Un courant d’opinion se développe, dans les médias étatsuniens, laissant entendre que le désastre écologique de BP constitue, pour le président Obama, ce qu’aurait représenté Katrina pour l’ex-président Bush ! Comme manœuvre grossière de propagande, on peut difficilement faire mieux que ça. Et à voir la façon dont nos médias, y compris Radio-Canada, relaient cette propagande particulièrement odieuse, on peut se poser des questions. On devrait forcer nos journalistes à étudier sérieusement la série produite par Radio-Canada « Amour, haine et propagande » pour qu’ils améliorent leur travail.
Comme le rappelle Joe Romm sur son blogue « At least 1,836 people lost their lives in the actual hurricane and in the subsequent floods, making it the deadliest U.S. hurricane since the 1928 Okeechobee hurricane. Hurricane Katrina in 2005 was the largest natural disaster in the history of the United States. Total damage was $81 billion (2005 USD), nearly triple the damage wrought by Hurricane Andrew in 1992. »
Ce n’est pas de l’ouragan Katrina qu’on accusait Georges Bush, mais de l’incapacité de l’administration de gérer ses conséquences.
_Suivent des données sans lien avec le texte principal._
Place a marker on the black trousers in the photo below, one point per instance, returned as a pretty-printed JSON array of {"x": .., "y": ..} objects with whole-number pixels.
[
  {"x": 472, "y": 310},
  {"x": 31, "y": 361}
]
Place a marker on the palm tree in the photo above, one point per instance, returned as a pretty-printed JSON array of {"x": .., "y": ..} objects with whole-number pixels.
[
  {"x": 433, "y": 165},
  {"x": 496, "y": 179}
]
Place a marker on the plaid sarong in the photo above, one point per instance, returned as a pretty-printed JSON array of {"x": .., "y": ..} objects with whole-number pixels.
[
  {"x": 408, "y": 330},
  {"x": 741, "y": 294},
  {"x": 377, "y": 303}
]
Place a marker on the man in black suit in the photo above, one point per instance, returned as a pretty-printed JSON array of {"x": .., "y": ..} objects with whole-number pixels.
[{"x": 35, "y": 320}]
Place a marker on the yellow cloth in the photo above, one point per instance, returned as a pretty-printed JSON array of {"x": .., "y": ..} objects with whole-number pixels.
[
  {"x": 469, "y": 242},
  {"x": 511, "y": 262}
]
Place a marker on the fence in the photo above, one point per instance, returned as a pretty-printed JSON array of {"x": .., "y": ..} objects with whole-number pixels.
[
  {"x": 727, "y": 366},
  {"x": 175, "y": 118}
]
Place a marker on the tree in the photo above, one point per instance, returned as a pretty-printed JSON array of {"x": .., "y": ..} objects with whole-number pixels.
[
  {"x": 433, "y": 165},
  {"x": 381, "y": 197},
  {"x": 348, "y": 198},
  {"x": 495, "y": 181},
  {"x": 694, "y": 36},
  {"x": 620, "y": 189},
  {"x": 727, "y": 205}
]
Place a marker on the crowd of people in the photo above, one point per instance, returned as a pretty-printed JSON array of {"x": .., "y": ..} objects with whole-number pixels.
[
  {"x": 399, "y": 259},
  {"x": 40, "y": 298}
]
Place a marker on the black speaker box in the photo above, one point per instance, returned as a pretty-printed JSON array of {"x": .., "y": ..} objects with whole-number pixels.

Le drame de la marée noire de BP repose aussi, comme Katrina, sur la gestion déficiente des conséquences, mais découle surtout de la gestion défaillante des administrations précédentes qui, du fait de leur incompétence et de leur collusion avec l’industrie pétrolière, portent les responsabilités directes de cette catastrophe.
La population des États-Unis a élu Georges Bush pour deux mandats, pendant lesquels les plus hauts placés de son administration, liés à l’industrie pétrolière, ont profité pour transférer à cette dernière d’énormes pouvoirs et prérogatives. Et maintenant ils ont le culot de critiquer l’administration Obama pour l’inaction du gouvernement dans ce domaine !!! Lorsque l’on permet à des entreprises de faire des forages à près de 2 kilomètres sous le niveau de la mer alors que personne, ni les pétrolières ni le gouvernement, n’a l’expertise pour réagir rapidement en cas de désastre, qui porte les responsabilités ?
Si le président porte une responsabilité, ce n’est pas celle du passé, ou même celle du présent, mais bien de celle du futur. Devant l’histoire, il a la responsabilité de saisir cette occasion pour changer un modèle de développement qui nous mène, tous, au désastre. Après la pire catastrophe minière des 40 dernières années (les 25 morts de la mine de charbon de Massey Energy) et le pire désastre environnemental de l’histoire du pays, la gauche démocrate lui demande d’agir rapidement pour changer la culture de l’administration du pays. Il y a une nécessité, une urgence de briser cette culture de collusion avec l’industrie pour reconstruire les bases d’une culture de bonne gestion du bien public, qui fait défaut aux Etats-Unis depuis la révolution conservatrice du début des années 1980 et qui s’est particulièrement exprimée dans le secteur de l’énergie.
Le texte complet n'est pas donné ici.